Many economists and scientists have shown the values of conservation to both the economy and the environment. Compelling as their arguments are, we would remind Mr. Bush that there are moral and spiritual imperatives that also pull us in that direction. Preventing harmful climate change is a preeminent expression of faithfulness to the Creator who has so blessed us.
- Conservation is grounded biblically in the Judeo-Christian concept of stewardship. We have a moral obligation to choose the safest, cleanest and most sustainable sources of energy to preserve God's gift of creation.
- Conservation is a responsibility to future generations. By depleting energy sources, causing global warming, fouling the air, poisoning the land, and increasing reliance on fossil fuels and nuclear power, we jeopardize the health and well-being of ourselves and our descendents.
- Conservation is an issue of justice. Energy policy must benefit not only the healthy and wealthy, but also "the least among us," the poor, the ill and the vulnerable - those whom God has called us to protect.
- Conservation is an act of prudence. In order to assure economic security it is not necessary to risk environmental health or future sustainability. Investment in renewable energy and fuel efficiency thus becomes a moral imperative and a way to secure and enhance, not diminish, the future.
- Conservation is a commitment to all of God's creation. With less than 5% of the world's population, our nation generates more than 22% of greenhouse gases. As the world's primary energy consumer and pollution producer, the U.S. has a moral responsibility to lead a transition to a new, sustainable global energy system. We must be a party to binding international agreements that set achievable energy conservation targets and timetables.
The religious community found the scientific evidence clear and compelling enough to mandate their engagement with this issue as early as 1988. Their concern has continued to grow. Last month, more than 350 local religious leaders from across the nation met in Washington under National Council of Churches sponsorship to address the issue and to meet with more than 200 members of Congress.
At the same time, 41 national Jewish and Christian leaders signed "Let There Be Light", an open letter to the President, the Congress and the American people on energy conservation and God's creation.
Political leaders addressed global warming as far back as 1992, when President Bush's father signed the international Framework Convention on Climate Change, ratified by the Senate in 1993. This laid the foundation for the Kyoto Protocol, a timetable for action by the developed nations, which produce 85% of the world's harmful greenhouse emissions.
Many corporations, including Dupont, IBM, Enron and Maytag, have begun programs of conservation and energy efficiency as sound economic policy.

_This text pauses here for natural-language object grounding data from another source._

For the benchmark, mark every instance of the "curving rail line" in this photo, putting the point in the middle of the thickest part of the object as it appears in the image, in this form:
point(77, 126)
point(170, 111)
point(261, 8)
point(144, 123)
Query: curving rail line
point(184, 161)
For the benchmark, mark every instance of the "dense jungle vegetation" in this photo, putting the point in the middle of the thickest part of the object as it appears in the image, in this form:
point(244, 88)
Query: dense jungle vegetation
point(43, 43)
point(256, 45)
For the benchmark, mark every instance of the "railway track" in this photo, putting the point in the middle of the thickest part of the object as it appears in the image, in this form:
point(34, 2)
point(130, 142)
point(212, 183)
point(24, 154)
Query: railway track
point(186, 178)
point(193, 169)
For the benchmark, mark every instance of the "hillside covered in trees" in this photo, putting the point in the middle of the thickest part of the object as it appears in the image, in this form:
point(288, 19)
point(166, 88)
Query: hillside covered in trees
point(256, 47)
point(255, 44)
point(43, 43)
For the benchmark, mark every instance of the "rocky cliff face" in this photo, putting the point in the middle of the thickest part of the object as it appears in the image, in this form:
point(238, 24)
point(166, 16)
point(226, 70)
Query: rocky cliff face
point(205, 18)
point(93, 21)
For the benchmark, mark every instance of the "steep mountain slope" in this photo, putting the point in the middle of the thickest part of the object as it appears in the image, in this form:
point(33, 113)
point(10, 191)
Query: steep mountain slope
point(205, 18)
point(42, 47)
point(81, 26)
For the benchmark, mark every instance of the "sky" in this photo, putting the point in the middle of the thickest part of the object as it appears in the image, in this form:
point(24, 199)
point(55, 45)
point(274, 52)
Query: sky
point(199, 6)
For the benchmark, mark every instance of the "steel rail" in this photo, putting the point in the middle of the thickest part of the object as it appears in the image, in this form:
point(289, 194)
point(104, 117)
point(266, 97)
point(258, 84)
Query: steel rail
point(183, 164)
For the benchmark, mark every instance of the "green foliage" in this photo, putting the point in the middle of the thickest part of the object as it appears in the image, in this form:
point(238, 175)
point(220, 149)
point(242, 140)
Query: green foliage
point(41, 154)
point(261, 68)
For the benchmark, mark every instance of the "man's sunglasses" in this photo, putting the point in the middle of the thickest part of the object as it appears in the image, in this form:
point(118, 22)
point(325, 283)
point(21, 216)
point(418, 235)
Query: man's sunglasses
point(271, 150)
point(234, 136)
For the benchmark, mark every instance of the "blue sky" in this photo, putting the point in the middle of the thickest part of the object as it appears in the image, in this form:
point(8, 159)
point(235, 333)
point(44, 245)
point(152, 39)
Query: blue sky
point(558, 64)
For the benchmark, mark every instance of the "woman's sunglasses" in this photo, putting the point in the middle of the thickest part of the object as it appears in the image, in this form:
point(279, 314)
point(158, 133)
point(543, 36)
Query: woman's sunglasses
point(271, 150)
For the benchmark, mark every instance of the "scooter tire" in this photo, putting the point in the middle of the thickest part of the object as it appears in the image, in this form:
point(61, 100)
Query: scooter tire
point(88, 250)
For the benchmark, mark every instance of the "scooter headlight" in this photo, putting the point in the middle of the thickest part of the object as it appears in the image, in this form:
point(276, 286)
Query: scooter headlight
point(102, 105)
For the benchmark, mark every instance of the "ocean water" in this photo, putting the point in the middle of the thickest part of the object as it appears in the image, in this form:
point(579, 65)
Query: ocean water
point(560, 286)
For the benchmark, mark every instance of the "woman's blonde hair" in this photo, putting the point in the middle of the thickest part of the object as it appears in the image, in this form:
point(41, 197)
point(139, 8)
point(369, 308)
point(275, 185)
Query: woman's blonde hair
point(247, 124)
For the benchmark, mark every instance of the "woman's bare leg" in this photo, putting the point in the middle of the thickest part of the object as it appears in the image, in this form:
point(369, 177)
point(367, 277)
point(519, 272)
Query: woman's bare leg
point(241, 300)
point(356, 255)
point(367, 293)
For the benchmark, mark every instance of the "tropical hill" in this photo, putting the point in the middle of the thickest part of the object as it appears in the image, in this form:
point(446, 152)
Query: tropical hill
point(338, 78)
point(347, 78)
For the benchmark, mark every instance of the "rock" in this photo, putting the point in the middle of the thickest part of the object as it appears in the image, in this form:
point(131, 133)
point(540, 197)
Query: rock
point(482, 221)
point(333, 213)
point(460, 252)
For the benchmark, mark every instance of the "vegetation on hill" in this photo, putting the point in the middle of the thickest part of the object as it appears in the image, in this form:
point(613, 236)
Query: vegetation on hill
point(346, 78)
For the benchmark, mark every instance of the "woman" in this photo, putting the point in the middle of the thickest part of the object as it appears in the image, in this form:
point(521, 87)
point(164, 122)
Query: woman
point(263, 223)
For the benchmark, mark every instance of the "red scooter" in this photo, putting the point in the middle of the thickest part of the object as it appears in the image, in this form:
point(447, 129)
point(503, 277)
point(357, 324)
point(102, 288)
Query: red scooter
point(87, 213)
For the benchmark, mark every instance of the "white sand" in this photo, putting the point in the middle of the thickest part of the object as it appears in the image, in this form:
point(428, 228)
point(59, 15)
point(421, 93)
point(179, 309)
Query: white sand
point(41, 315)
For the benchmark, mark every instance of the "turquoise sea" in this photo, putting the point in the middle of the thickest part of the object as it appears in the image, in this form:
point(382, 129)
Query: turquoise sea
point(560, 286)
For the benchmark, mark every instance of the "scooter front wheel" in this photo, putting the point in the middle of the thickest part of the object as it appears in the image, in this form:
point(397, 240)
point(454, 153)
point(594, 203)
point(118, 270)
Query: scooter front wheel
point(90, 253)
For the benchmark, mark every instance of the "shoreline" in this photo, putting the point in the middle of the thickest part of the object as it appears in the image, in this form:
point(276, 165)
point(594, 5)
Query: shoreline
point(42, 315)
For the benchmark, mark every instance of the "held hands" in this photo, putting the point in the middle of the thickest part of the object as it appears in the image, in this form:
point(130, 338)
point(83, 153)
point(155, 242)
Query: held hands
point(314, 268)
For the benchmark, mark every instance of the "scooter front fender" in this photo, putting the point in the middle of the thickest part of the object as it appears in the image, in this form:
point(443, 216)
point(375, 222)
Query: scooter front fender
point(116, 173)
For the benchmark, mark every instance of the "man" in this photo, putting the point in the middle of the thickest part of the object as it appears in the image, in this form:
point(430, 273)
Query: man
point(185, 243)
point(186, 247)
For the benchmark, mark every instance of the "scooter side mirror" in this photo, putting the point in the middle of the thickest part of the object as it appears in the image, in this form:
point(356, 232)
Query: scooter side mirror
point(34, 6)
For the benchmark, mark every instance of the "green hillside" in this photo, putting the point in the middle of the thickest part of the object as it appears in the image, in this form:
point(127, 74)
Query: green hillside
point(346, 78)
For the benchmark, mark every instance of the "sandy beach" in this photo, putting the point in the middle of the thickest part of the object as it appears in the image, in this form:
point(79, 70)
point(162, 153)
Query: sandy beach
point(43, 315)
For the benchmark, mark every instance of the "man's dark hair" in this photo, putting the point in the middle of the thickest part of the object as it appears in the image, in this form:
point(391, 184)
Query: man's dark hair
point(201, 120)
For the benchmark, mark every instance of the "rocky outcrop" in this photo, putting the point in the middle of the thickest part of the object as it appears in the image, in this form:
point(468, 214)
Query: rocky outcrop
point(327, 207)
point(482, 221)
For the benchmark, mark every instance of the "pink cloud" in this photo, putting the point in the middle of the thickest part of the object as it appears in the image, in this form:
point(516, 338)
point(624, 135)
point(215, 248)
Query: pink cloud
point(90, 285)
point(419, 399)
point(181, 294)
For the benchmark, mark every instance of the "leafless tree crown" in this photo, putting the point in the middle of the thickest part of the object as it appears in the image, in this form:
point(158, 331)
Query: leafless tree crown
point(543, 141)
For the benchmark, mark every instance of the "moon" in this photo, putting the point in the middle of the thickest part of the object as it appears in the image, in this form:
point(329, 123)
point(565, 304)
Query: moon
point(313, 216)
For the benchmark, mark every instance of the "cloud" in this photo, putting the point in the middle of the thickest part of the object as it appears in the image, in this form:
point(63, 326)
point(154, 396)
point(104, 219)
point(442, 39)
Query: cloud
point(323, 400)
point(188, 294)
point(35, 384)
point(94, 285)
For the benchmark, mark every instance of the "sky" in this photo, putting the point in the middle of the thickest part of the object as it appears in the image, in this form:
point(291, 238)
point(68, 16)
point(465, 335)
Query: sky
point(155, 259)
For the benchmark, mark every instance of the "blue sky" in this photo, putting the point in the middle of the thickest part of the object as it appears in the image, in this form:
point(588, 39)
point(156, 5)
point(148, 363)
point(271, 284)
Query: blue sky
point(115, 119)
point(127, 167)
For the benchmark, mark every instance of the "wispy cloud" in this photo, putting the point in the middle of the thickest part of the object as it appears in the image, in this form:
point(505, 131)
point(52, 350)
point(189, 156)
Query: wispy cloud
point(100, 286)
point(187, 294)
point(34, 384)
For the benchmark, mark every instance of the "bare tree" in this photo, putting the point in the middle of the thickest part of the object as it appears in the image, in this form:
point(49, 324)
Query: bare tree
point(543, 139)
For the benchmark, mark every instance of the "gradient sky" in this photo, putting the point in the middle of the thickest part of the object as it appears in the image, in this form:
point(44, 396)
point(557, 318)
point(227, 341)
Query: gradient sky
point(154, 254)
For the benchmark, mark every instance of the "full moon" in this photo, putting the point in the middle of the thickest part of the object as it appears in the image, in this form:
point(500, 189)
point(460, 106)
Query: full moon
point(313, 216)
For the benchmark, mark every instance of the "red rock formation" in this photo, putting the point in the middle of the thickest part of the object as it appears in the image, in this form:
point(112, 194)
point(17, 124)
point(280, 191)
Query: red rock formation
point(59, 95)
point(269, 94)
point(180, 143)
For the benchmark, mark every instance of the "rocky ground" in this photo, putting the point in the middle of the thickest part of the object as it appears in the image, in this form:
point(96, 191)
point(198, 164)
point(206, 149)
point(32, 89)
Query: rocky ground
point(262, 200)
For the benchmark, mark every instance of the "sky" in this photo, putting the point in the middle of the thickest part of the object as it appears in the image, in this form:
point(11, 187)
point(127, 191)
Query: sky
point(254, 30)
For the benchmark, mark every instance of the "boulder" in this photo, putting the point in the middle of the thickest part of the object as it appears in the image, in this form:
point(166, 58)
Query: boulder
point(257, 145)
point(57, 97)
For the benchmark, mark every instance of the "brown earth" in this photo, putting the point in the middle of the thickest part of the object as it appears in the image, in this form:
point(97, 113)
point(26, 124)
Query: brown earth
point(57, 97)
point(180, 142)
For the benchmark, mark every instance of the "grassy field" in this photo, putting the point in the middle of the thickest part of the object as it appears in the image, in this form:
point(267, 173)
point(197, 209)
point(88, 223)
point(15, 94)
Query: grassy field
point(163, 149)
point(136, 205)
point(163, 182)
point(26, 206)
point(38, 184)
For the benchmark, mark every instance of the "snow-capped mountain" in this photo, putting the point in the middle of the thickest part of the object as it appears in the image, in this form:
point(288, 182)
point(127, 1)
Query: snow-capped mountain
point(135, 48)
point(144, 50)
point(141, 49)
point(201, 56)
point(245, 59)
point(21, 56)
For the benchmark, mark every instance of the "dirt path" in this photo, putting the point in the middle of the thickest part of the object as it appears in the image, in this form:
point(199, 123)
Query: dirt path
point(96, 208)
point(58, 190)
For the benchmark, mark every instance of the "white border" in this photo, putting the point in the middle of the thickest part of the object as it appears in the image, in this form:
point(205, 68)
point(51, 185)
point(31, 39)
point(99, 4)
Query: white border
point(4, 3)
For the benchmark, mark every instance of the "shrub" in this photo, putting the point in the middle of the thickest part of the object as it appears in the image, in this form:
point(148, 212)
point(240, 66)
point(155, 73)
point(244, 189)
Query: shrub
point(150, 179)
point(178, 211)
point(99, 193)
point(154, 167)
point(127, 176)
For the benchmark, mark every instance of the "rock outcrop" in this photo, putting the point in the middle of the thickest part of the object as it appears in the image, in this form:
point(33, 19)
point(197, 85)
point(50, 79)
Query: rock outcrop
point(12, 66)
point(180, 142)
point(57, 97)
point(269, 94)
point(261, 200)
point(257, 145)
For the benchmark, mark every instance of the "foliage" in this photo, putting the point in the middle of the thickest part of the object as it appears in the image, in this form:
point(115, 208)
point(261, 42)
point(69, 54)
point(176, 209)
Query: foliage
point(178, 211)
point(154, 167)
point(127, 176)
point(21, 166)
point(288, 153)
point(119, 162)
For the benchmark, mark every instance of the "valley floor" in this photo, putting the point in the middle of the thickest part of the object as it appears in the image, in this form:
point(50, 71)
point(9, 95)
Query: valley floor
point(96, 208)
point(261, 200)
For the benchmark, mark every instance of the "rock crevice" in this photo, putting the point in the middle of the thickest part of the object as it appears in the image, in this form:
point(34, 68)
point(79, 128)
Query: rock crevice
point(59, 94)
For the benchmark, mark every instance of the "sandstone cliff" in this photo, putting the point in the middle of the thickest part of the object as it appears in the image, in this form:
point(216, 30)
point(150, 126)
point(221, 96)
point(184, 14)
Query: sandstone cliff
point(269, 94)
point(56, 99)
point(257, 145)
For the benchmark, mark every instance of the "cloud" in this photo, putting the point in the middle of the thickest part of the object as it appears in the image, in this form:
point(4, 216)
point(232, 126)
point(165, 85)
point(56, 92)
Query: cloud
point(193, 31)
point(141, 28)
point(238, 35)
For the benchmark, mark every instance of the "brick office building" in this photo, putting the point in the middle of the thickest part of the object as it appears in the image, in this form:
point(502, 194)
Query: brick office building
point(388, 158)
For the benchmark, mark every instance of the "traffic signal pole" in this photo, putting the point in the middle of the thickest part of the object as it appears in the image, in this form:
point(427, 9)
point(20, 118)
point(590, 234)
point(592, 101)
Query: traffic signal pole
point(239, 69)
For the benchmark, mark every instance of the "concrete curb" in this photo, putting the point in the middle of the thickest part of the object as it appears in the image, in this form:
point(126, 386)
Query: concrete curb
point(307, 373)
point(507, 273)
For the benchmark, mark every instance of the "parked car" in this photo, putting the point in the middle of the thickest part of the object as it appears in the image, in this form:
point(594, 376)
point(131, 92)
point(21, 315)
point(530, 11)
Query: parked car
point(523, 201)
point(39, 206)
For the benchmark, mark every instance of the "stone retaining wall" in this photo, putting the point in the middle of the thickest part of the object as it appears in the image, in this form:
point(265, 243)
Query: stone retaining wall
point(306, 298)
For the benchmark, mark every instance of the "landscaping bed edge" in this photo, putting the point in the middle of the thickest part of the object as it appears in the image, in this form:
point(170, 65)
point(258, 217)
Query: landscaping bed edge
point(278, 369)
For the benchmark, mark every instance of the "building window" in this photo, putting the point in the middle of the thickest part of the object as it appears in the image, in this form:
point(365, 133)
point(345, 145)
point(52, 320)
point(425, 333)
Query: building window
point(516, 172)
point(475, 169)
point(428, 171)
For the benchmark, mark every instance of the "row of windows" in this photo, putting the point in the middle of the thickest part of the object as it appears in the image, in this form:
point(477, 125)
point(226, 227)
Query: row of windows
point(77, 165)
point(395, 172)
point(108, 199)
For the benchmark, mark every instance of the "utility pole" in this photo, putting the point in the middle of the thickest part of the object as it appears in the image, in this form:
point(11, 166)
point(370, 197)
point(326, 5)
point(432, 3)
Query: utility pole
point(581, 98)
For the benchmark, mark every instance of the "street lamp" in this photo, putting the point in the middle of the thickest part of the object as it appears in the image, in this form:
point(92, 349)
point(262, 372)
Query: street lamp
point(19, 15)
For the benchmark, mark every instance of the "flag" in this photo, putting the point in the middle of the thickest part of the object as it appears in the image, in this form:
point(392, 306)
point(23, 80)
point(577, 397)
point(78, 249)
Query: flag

Thus it is clear that Presidential leadership on the challenge of climate change would be met with widespread, informed support and expert collaboration.
We invite President Bush to join the expanding ranks of Americans of faith who seek a moral and spiritual pathway through the intertwined issues of energy policy and global warming. Our choices in this matter may be judged by history as one of the fundamental legacies of Mr. Bush's time as our nation's leader. We call on him to set a standard of stewardship as he redirects our national energy policy toward conservation, efficiency, justice and prudence.